The Morning Report
Get the news and information you need to take on the day.
Recently, gubernatorial candidate Jerry Brown visited a San Diego biofuel company to make the point that he favored the continuation of California’s Global Warming Solutions Act.
This is more than just run-of-the-mill, feel-good politicking. For San Diegans the environment is big business. As a city that has emerged as one of the leaders in biofuels research, a potential governor’s position on emissions controls will have a large impact on the bio-fuel industry. In San Diego, environmentalism is good for business.
But, even as the prospect of suspending emissions controls weighs heavily on the future of bio-fuel, it may not spell the end of environmental intervention into global warming. The growing field of geo-engineering — global scale technological interventions — also has a home in San Diego.

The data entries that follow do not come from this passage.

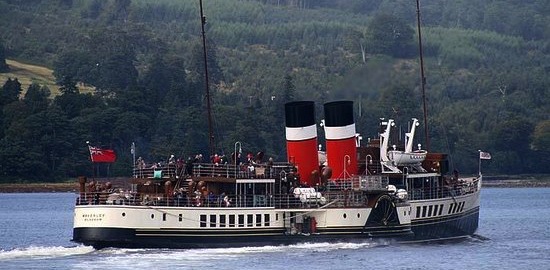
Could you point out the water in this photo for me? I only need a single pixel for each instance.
(35, 232)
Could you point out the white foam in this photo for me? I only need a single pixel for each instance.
(44, 252)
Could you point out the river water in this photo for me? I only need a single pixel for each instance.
(514, 232)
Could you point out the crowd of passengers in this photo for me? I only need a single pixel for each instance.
(185, 167)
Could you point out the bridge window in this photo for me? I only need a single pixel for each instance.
(241, 220)
(266, 219)
(258, 220)
(231, 220)
(249, 220)
(212, 220)
(203, 221)
(222, 220)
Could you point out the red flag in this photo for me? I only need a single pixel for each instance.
(484, 155)
(102, 155)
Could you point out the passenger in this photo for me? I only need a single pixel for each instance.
(172, 160)
(216, 159)
(140, 163)
(226, 201)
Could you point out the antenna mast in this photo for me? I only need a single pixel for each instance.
(208, 105)
(422, 77)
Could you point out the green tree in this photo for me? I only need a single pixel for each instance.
(390, 35)
(3, 65)
(10, 91)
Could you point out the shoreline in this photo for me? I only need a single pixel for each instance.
(73, 186)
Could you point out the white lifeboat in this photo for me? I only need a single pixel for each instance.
(400, 158)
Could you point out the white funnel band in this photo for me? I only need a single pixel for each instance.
(301, 133)
(339, 133)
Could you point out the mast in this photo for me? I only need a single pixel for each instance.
(422, 78)
(207, 89)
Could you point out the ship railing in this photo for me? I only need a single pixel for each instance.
(363, 182)
(156, 171)
(347, 198)
(249, 171)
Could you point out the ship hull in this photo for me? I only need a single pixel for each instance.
(456, 217)
(458, 226)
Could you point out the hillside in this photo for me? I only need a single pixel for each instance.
(28, 74)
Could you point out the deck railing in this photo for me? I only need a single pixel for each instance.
(348, 198)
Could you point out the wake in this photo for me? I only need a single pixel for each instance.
(41, 252)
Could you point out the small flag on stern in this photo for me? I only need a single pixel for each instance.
(484, 155)
(102, 155)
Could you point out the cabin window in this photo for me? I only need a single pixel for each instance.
(266, 219)
(249, 220)
(241, 220)
(258, 220)
(222, 220)
(231, 220)
(212, 220)
(203, 221)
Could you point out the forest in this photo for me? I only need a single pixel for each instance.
(487, 66)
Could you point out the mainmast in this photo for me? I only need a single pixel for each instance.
(207, 89)
(422, 78)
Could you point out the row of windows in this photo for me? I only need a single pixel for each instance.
(456, 207)
(228, 220)
(241, 220)
(437, 209)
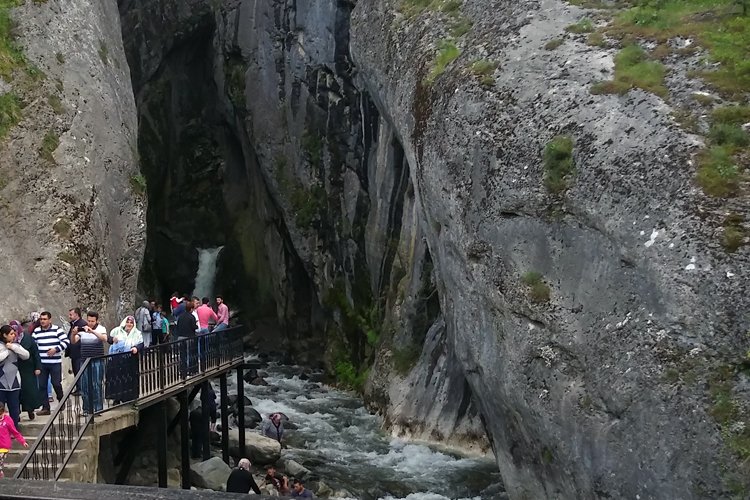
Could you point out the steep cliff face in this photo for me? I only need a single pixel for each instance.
(71, 212)
(578, 393)
(402, 222)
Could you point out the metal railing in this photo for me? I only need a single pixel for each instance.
(114, 380)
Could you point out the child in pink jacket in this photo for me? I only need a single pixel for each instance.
(7, 431)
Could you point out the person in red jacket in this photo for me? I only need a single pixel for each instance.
(8, 431)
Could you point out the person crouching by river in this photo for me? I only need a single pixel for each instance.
(274, 427)
(10, 380)
(122, 383)
(241, 480)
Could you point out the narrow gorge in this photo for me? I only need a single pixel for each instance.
(433, 201)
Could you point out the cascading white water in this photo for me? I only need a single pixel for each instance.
(206, 275)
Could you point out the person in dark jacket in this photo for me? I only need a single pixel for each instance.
(29, 369)
(241, 479)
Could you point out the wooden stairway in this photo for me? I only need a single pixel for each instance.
(80, 467)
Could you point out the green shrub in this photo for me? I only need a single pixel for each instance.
(531, 278)
(138, 184)
(633, 69)
(103, 52)
(68, 258)
(460, 26)
(726, 134)
(553, 44)
(56, 104)
(538, 289)
(583, 26)
(558, 163)
(11, 56)
(446, 54)
(451, 6)
(50, 143)
(734, 232)
(10, 112)
(735, 115)
(718, 173)
(483, 70)
(404, 360)
(347, 376)
(62, 227)
(596, 39)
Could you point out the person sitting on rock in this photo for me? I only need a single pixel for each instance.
(241, 479)
(274, 427)
(275, 484)
(299, 491)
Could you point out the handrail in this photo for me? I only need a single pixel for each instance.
(113, 380)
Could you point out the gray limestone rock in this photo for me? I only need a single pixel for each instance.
(211, 474)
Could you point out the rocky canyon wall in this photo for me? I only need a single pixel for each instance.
(72, 210)
(399, 223)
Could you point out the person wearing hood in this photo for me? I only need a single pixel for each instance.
(122, 382)
(10, 381)
(29, 369)
(143, 321)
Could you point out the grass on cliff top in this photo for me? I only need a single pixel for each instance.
(10, 112)
(538, 289)
(717, 25)
(722, 164)
(634, 69)
(11, 56)
(446, 54)
(558, 163)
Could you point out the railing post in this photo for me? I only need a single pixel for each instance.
(91, 397)
(205, 419)
(224, 418)
(162, 369)
(241, 410)
(161, 446)
(184, 440)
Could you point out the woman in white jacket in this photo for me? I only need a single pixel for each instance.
(10, 380)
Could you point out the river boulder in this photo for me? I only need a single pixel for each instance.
(211, 474)
(295, 469)
(259, 449)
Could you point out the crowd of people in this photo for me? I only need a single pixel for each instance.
(32, 351)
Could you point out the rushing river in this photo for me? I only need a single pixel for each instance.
(339, 441)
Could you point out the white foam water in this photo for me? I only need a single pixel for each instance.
(206, 275)
(343, 444)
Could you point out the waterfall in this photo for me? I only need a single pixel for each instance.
(206, 275)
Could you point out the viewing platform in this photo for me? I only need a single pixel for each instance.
(107, 396)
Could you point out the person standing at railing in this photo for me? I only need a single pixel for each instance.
(122, 368)
(74, 349)
(29, 370)
(8, 432)
(222, 314)
(52, 342)
(90, 340)
(10, 380)
(143, 322)
(185, 329)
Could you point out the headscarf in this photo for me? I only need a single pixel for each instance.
(18, 329)
(131, 339)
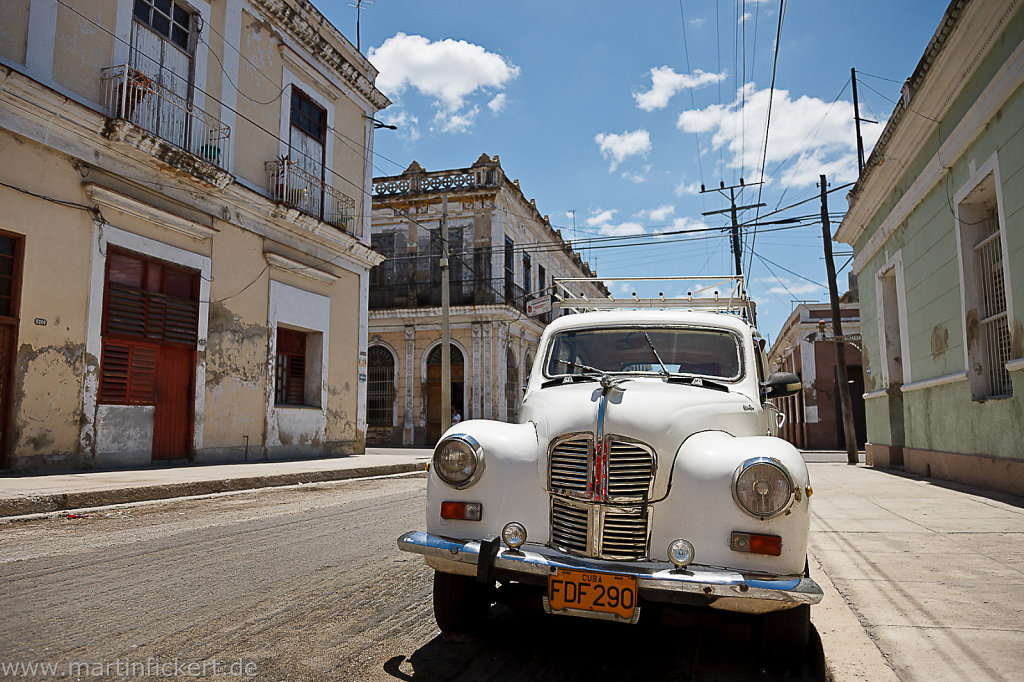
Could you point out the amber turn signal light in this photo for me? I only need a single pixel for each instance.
(463, 511)
(756, 544)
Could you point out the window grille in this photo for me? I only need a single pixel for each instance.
(992, 312)
(380, 386)
(170, 18)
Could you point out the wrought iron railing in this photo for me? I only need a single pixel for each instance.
(132, 95)
(439, 181)
(295, 186)
(428, 294)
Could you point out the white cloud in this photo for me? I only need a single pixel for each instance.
(601, 217)
(665, 83)
(497, 105)
(449, 72)
(808, 135)
(456, 122)
(788, 287)
(409, 125)
(659, 214)
(637, 176)
(685, 187)
(620, 147)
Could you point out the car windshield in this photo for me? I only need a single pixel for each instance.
(702, 352)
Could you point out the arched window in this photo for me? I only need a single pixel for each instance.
(511, 388)
(380, 386)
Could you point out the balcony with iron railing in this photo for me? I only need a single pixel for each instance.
(131, 95)
(298, 188)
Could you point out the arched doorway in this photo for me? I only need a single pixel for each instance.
(434, 390)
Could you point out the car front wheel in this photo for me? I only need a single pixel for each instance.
(460, 603)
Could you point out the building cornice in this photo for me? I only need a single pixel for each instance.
(108, 198)
(352, 68)
(964, 38)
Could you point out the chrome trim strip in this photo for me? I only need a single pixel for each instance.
(534, 559)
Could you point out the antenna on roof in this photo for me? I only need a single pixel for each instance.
(358, 9)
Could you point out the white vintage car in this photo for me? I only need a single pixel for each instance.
(644, 473)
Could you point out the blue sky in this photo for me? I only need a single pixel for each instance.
(620, 111)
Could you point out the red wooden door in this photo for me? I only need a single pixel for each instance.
(172, 429)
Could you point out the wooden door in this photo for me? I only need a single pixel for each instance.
(434, 398)
(172, 429)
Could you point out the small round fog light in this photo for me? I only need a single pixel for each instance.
(514, 535)
(680, 553)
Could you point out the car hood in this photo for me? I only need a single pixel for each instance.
(650, 411)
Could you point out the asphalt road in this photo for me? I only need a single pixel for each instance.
(302, 583)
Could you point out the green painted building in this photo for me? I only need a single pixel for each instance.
(937, 224)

Dr. Lynn Russell, of the Scripps Institute of Oceanography, is among the leaders in researching the potentially useful climate effects of — believe it or not — aerosols. What scientists know (through the study of Volcanic eruptions, for instance) is that these particles, in massive quantities, have the capacity to create temporary cooling effects by reflecting the sun’s heat away from the earth. How, exactly, this works is at the heart of Russell’s work.

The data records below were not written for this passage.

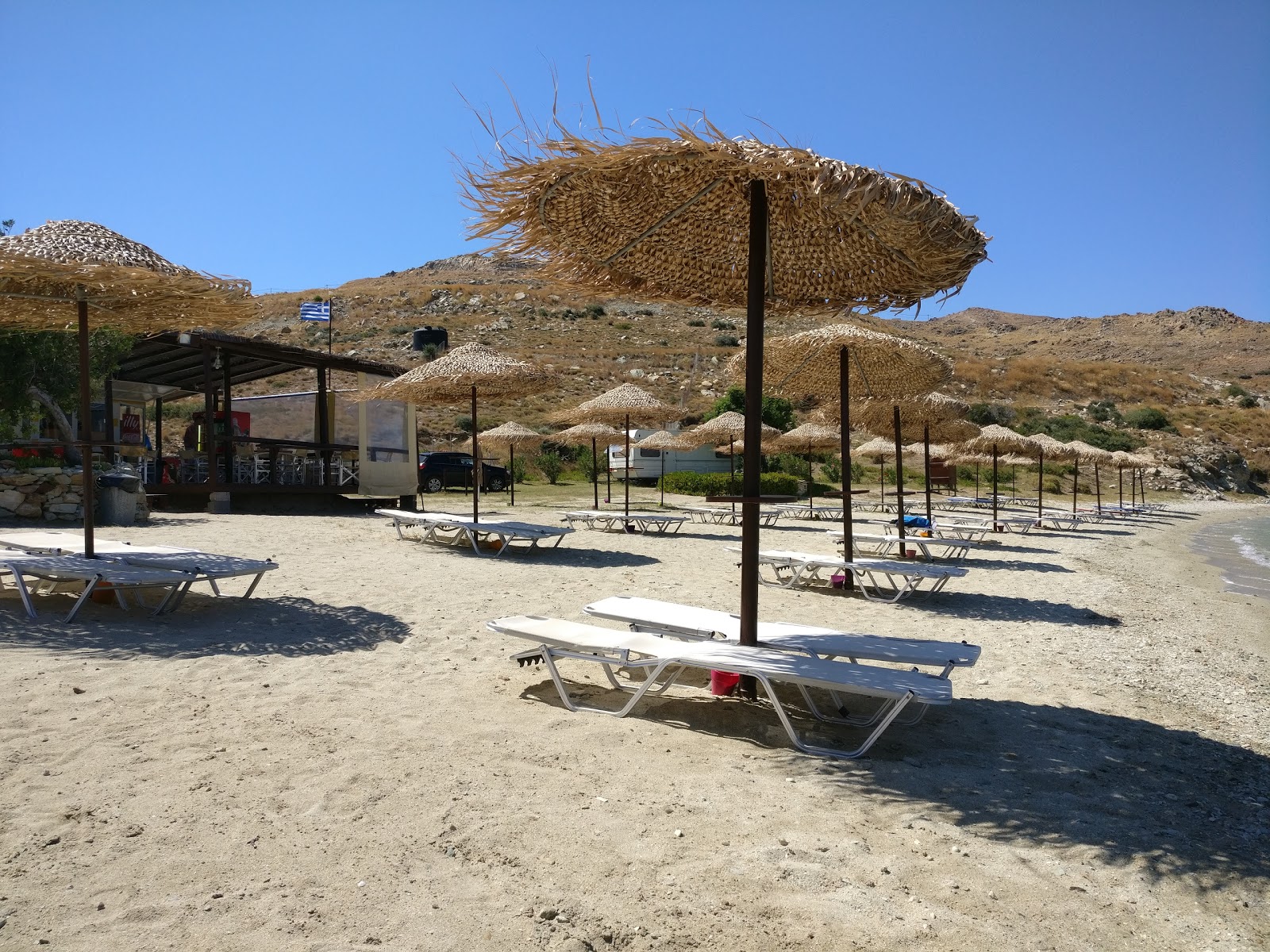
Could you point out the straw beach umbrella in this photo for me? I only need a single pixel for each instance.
(845, 362)
(662, 441)
(1083, 452)
(922, 410)
(624, 404)
(1043, 444)
(999, 440)
(130, 289)
(592, 432)
(806, 440)
(729, 425)
(698, 217)
(512, 436)
(880, 450)
(460, 376)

So why does this matter for us? Because there are some who propose that we could slow global warming by intentionally injecting aerosol particles into the stratosphere on a global scale.
But it is not perfect. It is not a fix. It is only a stop-gap measure. It could buy us some very valuable time, but it does not solve the problem that the burning of fossil fuels creates. In order for it to work in the long term, it would have to go hand in hand with reduction measures.

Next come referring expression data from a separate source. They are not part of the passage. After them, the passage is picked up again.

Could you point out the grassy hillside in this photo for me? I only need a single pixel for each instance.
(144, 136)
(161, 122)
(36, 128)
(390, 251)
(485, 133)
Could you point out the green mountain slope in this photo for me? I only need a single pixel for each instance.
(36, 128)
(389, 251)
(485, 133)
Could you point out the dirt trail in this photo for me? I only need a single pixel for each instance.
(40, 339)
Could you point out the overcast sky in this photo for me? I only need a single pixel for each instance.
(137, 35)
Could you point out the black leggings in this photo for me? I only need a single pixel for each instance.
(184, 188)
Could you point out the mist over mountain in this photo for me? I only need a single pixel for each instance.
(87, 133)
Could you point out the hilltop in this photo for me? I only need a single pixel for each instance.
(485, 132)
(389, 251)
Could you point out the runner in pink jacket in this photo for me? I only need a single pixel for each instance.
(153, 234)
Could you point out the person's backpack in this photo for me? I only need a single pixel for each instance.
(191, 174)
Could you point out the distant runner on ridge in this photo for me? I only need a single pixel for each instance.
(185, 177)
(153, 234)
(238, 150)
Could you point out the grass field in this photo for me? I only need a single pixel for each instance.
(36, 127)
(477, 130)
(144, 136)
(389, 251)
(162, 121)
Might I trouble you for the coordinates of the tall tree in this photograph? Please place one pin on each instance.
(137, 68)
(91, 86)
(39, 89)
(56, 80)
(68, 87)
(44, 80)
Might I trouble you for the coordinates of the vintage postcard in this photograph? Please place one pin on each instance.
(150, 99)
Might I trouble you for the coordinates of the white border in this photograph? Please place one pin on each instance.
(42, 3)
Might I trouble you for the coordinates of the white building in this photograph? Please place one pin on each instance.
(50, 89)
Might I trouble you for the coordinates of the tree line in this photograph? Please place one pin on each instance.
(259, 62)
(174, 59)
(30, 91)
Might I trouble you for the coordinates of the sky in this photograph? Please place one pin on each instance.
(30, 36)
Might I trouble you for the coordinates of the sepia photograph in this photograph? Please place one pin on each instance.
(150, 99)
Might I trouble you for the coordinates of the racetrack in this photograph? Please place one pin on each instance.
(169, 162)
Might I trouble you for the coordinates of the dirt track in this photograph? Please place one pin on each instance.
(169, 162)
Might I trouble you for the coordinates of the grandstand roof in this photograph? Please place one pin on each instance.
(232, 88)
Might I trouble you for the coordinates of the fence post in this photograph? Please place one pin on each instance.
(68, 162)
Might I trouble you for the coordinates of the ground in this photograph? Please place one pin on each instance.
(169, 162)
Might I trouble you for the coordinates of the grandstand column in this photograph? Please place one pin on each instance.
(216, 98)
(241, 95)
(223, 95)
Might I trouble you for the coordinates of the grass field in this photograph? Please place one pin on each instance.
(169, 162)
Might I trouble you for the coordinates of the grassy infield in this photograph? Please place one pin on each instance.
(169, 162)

And there are other concerns. While this method of cooling the earth has some existing examples in nature for scientists to study carefully ahead of time (unlike proposals to place reflective mirrors outside of the earth’s atmosphere, for example), there are still many unknowns.
And what we do know suggests that this approach would come with some costs.
It is likely to change precipitation patterns. How that will affect ecosystems worldwide is difficult to fully predict.
There is likely to be damage to the ozone layer. This is, after all, aerosols.
It will also require repeated, ongoing aerosol particle delivery into the atmosphere. And that may require world-wide cooperation — even after some areas of our planet may experience negative side effects.
Still, proponents argue that this could buy us enough time to reduce our emissions before we hit certain “tipping points” in the process of global warming. Once the global ice cap is melted, it is much, much more difficult to turn back the global warming clock. Aerosols may forestall such an occurrence. Also, we may reach a point where we decide that the side effects of aerosols are preferable to the effects of global warming.
To be fair, at this early stage, with so many unknowns still to be puzzled through, no credible scientist would argue to implement this approach now. But the research into aerosols in the environment is active, and this particular application remains a credible possibility for the future.
If the geo-engineering approach to global warming — by its very nature — makes you uneasy, consider that it may be because the narrative of modern environmentalism has centered on opposition to large-scale, industrial intervention into the environment. The idea, roughly, is that our modern industrial engineering has lead us down the path of global, environmental destruction, and the way out is through a rejection of the more is more, bigger is better mentality.
Geo-engineering is big.
Those most supportive of environmental intervention generally are likely to be very skeptical, no matter the evidence, of geo-engineering solutions to global warming.
Ironically, those who might be more disposed to attempt complex, industrial-scale means to deal with global warming are often, in the U.S. at least, spun from the same cloth as those who have denied or been highly skeptical of the very existence of global warming.
Philosophically, geo-engineering challenges us.
Here in San Diego, so close to the research and innovation that may shape the future of the planet, we have the unique opportunity to attend lectures and forums and to participate in the public debate. But with that comes a responsibility to vote — not just for the governor of California, but for the global, environmental future that we believe in.
A public discussion of this topic will be held Wednesday, October 6, at the Ethics Center.
Tate Hurvitz is an assistant professor of English at Grossmont College and a fellow at the San Diego Center for Ethics in Science and Technology. He lives in Chula Vista.